Uh, in that case we'll have to disagree. I think corporations in general do a better job of spending money than the government, but I don't have hard evidence for that view.
> I think corporations in general do a better job of spending money than the government
Agreed. To add perspective, I don't believe corporations will give a crap about the people (extreme example, Amazon) like we believe our respective governments should. I'd rather have bad spending on keeping people alive than no spending at all.
In my experience, corporations are great at finding ways to get "innovation grants" and "R&D tax incentives" for things that involve no real research or innovation.
Instead of actually promoting innovation, they tend to become a subsidy for the tech industry.
What's the data here? Didn't "the government" create the internet, tons of medical research, the interstate highway system, etc?
Meanwhile Joe Schmoe bought yet another iPad (which wouldn't exist without the government inventing much of computer tech) to go in a landfill in two years. But at least he funded Apple's ability to make a brand new, basically identical model, next year.
How do we measure who has a "good" track record on spending money?
That's not to say I don't believe in government spending. I don't know that there is a much better solution, and any conglomeration of humans is going to have roughly equal capacity for doing the right thing and doing the wrong thing, hopefully weighted more towards the "right" thing with solid leadership...
I don't think that supports your premise. That's like a company report showing where it wasn't spending its money optimally. All institutions, public and private, waste money in some way.

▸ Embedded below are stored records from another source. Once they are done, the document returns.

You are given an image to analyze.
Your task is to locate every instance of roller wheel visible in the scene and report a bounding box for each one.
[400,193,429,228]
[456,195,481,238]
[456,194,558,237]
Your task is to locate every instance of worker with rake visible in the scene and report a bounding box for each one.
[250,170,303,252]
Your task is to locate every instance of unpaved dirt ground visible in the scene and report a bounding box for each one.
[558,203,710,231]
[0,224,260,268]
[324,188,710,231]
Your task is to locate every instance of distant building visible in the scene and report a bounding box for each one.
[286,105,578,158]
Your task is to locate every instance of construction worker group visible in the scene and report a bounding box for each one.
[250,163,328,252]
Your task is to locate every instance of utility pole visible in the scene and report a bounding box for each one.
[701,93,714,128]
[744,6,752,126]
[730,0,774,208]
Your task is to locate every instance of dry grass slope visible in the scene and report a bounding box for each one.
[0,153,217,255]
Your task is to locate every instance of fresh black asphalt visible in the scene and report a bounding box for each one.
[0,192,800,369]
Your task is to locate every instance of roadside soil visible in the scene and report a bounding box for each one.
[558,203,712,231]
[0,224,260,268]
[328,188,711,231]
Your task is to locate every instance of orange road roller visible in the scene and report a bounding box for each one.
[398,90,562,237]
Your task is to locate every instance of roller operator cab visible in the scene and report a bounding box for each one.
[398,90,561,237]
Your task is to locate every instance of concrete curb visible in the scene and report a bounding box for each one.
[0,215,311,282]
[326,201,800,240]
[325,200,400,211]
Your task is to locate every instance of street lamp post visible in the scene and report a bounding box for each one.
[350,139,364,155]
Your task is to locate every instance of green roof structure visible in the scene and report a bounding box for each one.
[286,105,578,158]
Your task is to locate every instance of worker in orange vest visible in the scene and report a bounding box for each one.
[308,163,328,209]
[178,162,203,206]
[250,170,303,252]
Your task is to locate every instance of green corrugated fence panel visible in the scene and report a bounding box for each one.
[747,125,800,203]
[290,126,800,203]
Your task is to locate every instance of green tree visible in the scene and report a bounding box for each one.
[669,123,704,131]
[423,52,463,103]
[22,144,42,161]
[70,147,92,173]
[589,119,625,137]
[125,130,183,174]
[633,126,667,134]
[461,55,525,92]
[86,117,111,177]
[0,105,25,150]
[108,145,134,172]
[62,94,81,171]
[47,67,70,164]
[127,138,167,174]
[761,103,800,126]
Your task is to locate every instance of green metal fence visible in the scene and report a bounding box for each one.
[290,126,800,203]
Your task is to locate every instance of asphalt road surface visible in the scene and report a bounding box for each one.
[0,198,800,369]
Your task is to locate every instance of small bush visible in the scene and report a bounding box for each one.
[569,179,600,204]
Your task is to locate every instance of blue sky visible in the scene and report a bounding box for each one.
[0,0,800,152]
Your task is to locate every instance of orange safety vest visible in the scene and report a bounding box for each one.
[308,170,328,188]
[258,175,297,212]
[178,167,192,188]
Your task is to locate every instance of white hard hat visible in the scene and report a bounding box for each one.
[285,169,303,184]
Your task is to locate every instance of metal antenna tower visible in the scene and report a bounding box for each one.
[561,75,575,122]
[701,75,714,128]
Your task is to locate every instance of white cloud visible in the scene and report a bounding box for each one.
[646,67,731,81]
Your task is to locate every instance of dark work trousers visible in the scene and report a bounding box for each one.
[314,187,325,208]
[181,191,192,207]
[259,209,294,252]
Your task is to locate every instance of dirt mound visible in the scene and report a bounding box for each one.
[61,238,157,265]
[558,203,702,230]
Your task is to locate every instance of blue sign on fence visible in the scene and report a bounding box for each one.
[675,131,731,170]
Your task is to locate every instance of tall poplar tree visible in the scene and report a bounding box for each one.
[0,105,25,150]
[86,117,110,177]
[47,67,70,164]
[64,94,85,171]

As far as I know, it was Nasa that put a man on the moon, not some coorporation. Also: the internet was invented by the government. What nice things have corporations given you?
NASA was the program manager for the Apollo program. You don’t think NASA actually built the rockets or the various modules, do you?
NASA doled out public money to prime contractors for various pieces of the program (North American, Grumman, Rocketdyne, Douglas, IBM...) and the primes subcontracted various pieces as they always do.
This is not to understate the tremendous engineering effort of organizing such a huge program, but it’s not like this achievement was done by a bunch of government workers alone.